I DETTAGLI DA PRECISARE
Proprio perché si tratta del debito, l’eventuale correzione potrebbe fare affidamento anche su dismissioni patrimoniali, cioè sul piano di privatizzazioni che il governo italiano rivendica sin dai tempi di Letta e che il Tesoro (dopo averne recentemente ampliato la portata) ha richiamato anche ieri nel suo comunicato. Bruxelles però ritiene quel piano «ambizioso» e «largamente non precisato». Inoltre il quadro economico a cui fa riferimento il governo italiano è quello di una «crescita sostenuta» ed anche su questo aspetto da parte europea c’è più di un dubbio.

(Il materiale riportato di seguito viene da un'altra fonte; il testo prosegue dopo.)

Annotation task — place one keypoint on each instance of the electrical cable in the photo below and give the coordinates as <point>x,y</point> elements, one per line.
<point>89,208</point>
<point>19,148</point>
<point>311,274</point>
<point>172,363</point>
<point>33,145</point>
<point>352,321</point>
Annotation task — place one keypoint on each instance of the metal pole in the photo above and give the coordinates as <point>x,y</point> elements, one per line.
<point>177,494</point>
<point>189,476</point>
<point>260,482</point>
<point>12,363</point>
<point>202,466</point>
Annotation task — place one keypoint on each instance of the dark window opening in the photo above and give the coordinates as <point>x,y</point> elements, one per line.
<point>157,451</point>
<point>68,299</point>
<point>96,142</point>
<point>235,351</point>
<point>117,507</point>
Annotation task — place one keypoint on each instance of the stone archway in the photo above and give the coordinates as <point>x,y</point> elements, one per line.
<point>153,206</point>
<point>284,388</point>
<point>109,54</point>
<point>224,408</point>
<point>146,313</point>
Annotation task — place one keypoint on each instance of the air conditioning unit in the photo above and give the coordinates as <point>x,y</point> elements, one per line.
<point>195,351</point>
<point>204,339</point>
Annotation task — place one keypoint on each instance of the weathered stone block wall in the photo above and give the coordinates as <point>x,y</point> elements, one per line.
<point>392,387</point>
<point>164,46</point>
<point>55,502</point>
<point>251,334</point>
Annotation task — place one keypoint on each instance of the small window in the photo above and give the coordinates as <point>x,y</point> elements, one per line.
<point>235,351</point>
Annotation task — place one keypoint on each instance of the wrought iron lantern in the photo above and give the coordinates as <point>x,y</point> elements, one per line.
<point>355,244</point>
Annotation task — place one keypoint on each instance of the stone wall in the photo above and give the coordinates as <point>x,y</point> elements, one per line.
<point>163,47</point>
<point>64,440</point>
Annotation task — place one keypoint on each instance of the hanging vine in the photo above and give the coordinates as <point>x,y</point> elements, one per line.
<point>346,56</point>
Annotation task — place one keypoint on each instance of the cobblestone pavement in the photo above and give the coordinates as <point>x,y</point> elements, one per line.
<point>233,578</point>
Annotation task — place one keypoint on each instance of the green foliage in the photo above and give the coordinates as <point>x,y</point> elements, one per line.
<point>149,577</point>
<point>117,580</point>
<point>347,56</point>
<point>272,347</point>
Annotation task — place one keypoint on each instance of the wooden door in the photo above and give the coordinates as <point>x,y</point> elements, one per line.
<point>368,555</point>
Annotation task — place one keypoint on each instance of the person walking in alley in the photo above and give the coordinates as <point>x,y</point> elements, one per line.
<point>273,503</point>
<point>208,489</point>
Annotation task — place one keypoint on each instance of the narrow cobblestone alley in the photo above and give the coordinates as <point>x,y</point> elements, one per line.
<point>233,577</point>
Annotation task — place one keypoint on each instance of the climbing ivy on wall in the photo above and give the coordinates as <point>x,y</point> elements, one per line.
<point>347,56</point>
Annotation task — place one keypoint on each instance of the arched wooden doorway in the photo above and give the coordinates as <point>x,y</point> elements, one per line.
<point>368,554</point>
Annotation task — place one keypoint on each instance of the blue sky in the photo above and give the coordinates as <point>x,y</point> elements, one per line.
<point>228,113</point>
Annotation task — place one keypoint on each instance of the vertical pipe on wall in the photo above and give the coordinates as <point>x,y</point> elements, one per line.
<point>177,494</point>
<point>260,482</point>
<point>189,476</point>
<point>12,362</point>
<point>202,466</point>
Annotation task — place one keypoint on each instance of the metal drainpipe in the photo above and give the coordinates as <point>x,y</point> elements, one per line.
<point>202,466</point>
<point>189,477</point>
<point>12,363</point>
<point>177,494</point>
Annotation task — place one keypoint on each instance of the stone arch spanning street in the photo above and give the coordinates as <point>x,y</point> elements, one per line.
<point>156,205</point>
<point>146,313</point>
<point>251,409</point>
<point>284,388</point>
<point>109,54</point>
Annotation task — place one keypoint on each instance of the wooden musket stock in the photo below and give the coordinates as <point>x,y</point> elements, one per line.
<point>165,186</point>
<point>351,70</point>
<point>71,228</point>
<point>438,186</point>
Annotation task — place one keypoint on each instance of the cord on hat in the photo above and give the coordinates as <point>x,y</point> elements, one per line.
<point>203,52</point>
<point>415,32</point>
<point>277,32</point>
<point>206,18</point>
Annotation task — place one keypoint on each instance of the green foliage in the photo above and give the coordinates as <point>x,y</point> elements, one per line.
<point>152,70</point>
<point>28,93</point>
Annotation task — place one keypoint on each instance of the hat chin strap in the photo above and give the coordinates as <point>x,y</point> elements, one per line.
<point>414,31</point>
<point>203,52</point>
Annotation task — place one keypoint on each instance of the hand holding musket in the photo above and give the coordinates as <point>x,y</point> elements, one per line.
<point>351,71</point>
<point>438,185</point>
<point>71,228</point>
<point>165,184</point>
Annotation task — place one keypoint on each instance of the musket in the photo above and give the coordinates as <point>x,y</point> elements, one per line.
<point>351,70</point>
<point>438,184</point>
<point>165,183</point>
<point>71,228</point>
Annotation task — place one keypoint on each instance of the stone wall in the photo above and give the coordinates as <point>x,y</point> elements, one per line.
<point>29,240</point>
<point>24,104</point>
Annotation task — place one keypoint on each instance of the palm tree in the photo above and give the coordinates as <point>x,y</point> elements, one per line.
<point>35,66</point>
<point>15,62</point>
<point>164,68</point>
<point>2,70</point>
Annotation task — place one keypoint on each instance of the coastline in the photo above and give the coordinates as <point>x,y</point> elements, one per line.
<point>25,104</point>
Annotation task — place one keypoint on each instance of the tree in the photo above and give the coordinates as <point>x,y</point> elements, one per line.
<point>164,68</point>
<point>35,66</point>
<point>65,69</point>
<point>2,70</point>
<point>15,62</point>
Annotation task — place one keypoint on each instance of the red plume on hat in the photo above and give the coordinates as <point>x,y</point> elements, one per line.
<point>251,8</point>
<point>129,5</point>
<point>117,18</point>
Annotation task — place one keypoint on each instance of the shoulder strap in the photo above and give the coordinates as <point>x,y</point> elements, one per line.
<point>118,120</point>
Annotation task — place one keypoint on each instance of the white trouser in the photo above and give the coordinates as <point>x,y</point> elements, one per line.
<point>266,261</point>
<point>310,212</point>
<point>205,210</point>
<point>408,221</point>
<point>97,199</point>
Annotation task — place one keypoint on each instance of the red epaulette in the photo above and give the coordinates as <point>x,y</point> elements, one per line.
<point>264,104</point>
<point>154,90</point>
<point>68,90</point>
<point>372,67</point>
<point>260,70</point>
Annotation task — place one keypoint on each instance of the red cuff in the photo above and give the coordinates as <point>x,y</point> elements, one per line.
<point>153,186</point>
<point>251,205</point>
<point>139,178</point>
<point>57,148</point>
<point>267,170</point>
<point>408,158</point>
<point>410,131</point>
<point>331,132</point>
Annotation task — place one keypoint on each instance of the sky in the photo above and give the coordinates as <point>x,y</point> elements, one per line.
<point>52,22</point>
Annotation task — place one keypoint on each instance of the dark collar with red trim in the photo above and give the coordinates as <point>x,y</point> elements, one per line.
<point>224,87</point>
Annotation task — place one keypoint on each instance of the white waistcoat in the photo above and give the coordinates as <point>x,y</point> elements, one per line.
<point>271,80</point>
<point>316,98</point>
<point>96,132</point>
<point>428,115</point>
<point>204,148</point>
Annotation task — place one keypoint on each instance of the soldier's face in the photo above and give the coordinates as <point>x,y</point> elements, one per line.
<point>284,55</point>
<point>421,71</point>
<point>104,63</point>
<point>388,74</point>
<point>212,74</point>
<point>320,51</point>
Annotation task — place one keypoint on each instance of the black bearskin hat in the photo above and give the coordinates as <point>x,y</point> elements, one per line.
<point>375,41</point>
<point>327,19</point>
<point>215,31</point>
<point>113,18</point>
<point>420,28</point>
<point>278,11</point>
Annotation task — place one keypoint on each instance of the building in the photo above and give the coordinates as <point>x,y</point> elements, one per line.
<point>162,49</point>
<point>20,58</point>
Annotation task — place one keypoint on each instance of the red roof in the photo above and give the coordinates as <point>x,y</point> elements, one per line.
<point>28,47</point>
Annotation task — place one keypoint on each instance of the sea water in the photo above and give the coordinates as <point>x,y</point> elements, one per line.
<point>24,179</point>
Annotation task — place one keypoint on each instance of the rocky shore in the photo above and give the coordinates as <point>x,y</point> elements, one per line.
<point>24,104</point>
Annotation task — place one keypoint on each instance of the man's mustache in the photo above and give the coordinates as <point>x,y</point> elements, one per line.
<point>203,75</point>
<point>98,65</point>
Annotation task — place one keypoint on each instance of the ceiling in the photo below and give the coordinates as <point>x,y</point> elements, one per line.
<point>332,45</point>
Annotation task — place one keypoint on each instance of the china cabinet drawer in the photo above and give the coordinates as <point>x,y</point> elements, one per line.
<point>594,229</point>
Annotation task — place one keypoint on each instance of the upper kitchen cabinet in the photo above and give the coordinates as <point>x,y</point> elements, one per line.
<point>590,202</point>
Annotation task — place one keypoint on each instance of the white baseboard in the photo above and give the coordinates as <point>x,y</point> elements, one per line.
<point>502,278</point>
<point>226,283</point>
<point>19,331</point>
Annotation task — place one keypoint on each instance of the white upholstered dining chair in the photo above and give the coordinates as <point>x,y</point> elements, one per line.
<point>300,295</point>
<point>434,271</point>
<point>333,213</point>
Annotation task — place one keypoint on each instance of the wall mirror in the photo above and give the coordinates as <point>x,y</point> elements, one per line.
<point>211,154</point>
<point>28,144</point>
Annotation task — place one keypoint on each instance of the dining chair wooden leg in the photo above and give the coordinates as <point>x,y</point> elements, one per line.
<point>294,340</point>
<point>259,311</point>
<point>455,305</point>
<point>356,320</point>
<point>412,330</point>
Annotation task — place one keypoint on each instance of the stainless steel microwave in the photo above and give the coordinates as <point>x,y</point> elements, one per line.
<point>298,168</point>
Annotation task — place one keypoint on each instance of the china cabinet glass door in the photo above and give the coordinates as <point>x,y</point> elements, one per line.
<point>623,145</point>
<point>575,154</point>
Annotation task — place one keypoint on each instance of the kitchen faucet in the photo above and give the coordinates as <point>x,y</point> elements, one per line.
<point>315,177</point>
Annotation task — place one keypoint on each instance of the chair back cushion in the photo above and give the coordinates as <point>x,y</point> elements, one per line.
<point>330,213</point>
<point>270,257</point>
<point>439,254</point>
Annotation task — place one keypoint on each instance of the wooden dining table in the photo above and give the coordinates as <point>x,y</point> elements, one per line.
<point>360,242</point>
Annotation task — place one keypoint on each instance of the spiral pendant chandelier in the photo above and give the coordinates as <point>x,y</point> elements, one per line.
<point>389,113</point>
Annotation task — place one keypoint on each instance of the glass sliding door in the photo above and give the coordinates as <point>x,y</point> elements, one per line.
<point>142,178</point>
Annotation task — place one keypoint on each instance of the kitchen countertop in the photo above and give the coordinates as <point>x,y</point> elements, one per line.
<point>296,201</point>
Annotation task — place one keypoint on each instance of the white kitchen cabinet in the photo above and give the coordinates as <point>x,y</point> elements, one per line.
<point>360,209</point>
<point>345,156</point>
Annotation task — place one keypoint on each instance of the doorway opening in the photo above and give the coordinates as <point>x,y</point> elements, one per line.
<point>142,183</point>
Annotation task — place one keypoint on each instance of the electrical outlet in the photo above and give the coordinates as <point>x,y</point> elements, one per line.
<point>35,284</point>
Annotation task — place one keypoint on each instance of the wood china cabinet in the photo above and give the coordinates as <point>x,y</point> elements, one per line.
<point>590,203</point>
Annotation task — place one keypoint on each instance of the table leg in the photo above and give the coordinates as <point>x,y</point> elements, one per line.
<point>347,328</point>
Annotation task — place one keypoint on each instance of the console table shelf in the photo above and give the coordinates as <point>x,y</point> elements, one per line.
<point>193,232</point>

L’altro pacchetto a cui l’Italia conta di fare ricorso è la revisione della spesa. Su questo in un certo senso l’analisi è concorde perché anche il ministero dell’Economia riconosce che le minori spese non sono ancora «pianificate nel dettaglio». Il punto però, come fa rilevare la commissione, è in che misura questi interventi possano avere effetto sull’anno in corso, al di là di quanto già scontato nelle stime ufficiali, visto che tra l’altro la spending review deve servire almeno in parte a finanziare la riduzione dell’Irpef per i lavoratori dipendenti. Sempre nel documento di lavoro dei tecnici europei si ricorda che il piano di spending review ha suscitato «forti aspettative» ma allo stesso tempo «dovrà dimostrare la fattibilità di ottenere risultati rapidi nel breve periodo e di inserirli in riforme efficaci nel tempo».
L’INCERTEZZA SUL 2015
Un margine di incertezza è presente anche nei numeri relativi al 2015. La commissione prende atto che le previsioni italiane non specificano né come saranno ottenuti i 3 miliardi di prevista riduzione della spesa (in assenza dei quali scatterebbero aumenti di entrata) né come sarà realizzata l’ulteriore correzione pari allo 0,3 per cento del Pil (4-5 miliardi) richiesta per centrare gli obiettivi dichiarati.
La volontà di Palazzo Chigi e del ministero dell’Economia di escludere manovre correttive è legata ad una serie di fattori, alcuni dei quali tuttavia non sono sotto il controllo del governo. Molto dipenderà dall’effettivo ritmo della crescita dopo lo scivolone di inizio anno; Bruxelles però non è particolarmente ottimista sull’effetto immediato che il bonus da 80 euro al mese potrà avere sui consumi. Inoltre anche la capacità di portare avanti ed accelerare le riforme strutturali se dimostrata, potrà aumentare la credibilità del nostro Paese, che poi da luglio assumerà la presidenza di turno dell’Unione. Insomma con tutta probabilità il giudizio definitivo arriverà soltanto in autunno, quando dovrà essere impostata la legge di stabilità.